Pour celui qui a vécu un peu au Liban, il aura pu remarquer trs vite que l'Etat y est absolument inexistant. C'est largement une société ultra capitaliste, ou il fait effectivement doux de vivre quand on y a de l'argent, sans aucune règle ni régulation sociale. L'infrastructure publique y est calamiteuse, notamment les chaussées, l'aménagement urbain, la police de la circulation, l'environnement, les postes et telecommunications. Le téléphone portable y est le plus cher du monde. L'internet est également le plus cher et le plus lent du Moyen Orient. La mafia gangrene tout, les ministres confondent le trésor public avec leur portefeuille. Je ne dis pas que l'opposition ferait mieux, mais elle est encore vierge de ces pratiques.

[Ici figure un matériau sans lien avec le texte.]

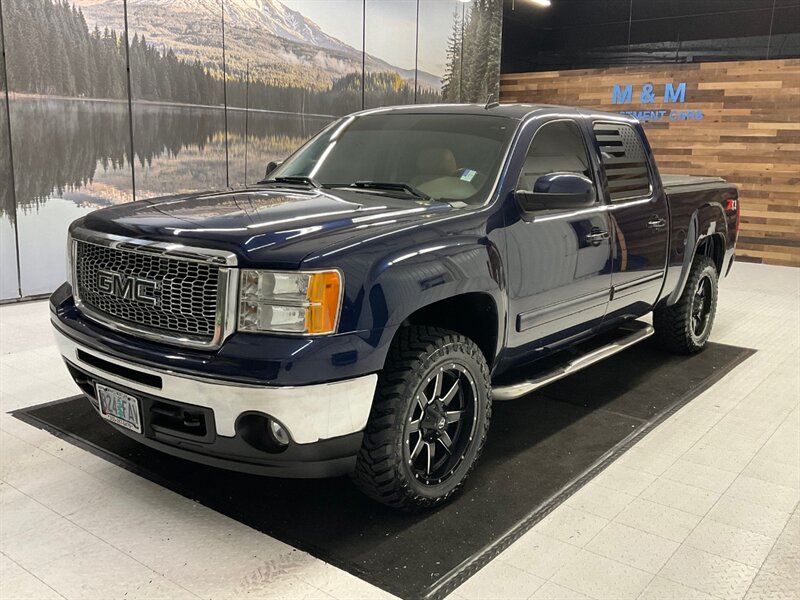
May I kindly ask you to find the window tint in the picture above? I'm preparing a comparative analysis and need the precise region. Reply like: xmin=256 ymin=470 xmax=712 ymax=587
xmin=594 ymin=123 xmax=652 ymax=202
xmin=517 ymin=121 xmax=592 ymax=191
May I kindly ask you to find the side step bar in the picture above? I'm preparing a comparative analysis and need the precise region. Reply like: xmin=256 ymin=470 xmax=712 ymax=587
xmin=492 ymin=321 xmax=655 ymax=400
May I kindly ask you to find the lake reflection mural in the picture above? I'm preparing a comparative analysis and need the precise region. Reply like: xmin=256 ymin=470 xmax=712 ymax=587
xmin=0 ymin=0 xmax=502 ymax=299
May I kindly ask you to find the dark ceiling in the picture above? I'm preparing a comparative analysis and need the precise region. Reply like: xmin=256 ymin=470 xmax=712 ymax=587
xmin=502 ymin=0 xmax=800 ymax=73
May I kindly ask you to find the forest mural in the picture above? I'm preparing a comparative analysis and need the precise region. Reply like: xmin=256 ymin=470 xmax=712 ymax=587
xmin=0 ymin=0 xmax=502 ymax=299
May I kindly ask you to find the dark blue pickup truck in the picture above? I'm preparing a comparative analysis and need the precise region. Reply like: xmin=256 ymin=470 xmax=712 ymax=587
xmin=51 ymin=103 xmax=739 ymax=510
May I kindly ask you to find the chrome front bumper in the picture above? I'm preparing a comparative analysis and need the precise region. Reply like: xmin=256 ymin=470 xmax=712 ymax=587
xmin=54 ymin=327 xmax=378 ymax=444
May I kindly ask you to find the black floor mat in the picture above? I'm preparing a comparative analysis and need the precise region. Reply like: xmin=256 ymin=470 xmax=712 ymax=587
xmin=15 ymin=341 xmax=753 ymax=598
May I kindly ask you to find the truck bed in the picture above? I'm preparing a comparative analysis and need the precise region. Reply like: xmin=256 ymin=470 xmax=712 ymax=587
xmin=661 ymin=175 xmax=727 ymax=193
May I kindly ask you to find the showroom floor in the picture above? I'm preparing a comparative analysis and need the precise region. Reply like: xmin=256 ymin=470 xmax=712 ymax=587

Les raisons de penser qu'il n'y aura pas de guerre civile.

Le Hezbollah est la force principale du mouvement d'opposition. Il est sans doute armé, très armé. Il y a un point non négligeable dans l'argumentation du gouvernement qui veut que la discussion est déséquilibrée. Nous avons un parti, un mouvement, le Hezbollah, qui est au moins aussi puissant militairement que l'armée, sous contrôle du gouvernement. Il n'en reste pas moins que l'armée est sous commandement maronite, chrétien, et l'encadrement est largement sunnite. La base est de toutes confessions, y compris chiite. Les forces de sécurité intérieure dépendent du Courant du Futur (sunnite).

Positivons.
Certains pourraient y voir un facteur de guerre. Je dirais au contraire que vu les forces en présence, personne n'a intérêt a prendre l'initiative d'un déclenchement des hostilités. On a vu que 15 ans de guerre civile dans le passe n'ont mène a rien, sauf a rétablir une constitution qui a peu de choses près, avait été écrite sous le mandat français. Seule une mise en scène grotesque pourrait mettre le feu aux poudres. Quand on aborde cette éventualité avec tout un chacun, de toute condition et de toute confession, c'est une lassitude par avance qui transparaît, surtout pour les gens de 30 ans ou plus.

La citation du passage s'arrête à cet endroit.